Persiapan Festival Literasi Dan Bazar Buku Murah Di SMP Asisi Jakarta
Membangun budaya membaca di kalangan remaja memerlukan kreativitas dan pendekatan yang menyenangkan agar tidak terkesan membosankan. Menyadari hal tersebut, panitia penyelenggara tengah sibuk melakukan persiapan festival besar yang bertujuan untuk meningkatkan minat baca seluruh warga sekolah. Acara yang akan digelar di Jakarta ini dirancang sebagai wadah edukatif sekaligus rekreatif, di mana buku tidak hanya dilihat sebagai sumber ilmu yang kaku, melainkan sebagai jendela dunia yang menarik untuk dijelajahi.
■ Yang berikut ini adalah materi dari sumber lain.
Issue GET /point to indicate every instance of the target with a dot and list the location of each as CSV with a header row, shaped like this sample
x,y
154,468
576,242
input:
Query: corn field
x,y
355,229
Salah satu daya tarik utama dalam rangkaian acara ini adalah kehadiran buku murah yang dapat diakses oleh seluruh siswa. Dengan menggandeng berbagai penerbit ternama, bazar ini menyediakan ribuan judul buku dari berbagai genre, mulai dari fiksi remaja, ensiklopedia, hingga buku pengembangan diri dengan harga yang sangat terjangkau. Hal ini dilakukan untuk memastikan bahwa akses terhadap literasi berkualitas tidak terhambat oleh masalah biaya, sehingga setiap siswa memiliki kesempatan yang sama untuk membangun koleksi perpustakaan pribadi mereka di rumah.
Selain bazar, literasi juga akan dirayakan melalui berbagai perlombaan kreatif seperti cipta puisi, bedah buku, hingga workshop kepenulisan. Lingkungan SMP Asisi Jakarta akan disulap menjadi area pameran karya tulis siswa yang selama ini mungkin hanya tersimpan di dalam buku tugas. Dengan memberikan panggung bagi karya-karya tersebut, sekolah berharap dapat menumbuhkan rasa bangga dan memicu semangat kompetitif yang sehat di bidang akademik maupun non-akademik, khususnya dalam hal kecakapan berbahasa.
Kegiatan di SMP Asisi ini juga direncanakan akan melibatkan para orang tua dan alumni sebagai bagian dari komunitas pendukung pendidikan. Kolaborasi antar elemen sekolah ini sangat penting untuk menciptakan ekosistem literasi yang berkelanjutan. Persiapan yang matang, mulai dari logistik tempat hingga kurasi buku yang masuk, menjadi prioritas utama panitia agar festival ini dapat berjalan lancar. Melalui festival ini, diharapkan membaca bukan lagi menjadi beban kewajiban sekolah, melainkan sebuah gaya hidup dan hobi yang membanggakan bagi seluruh siswa di Jakarta.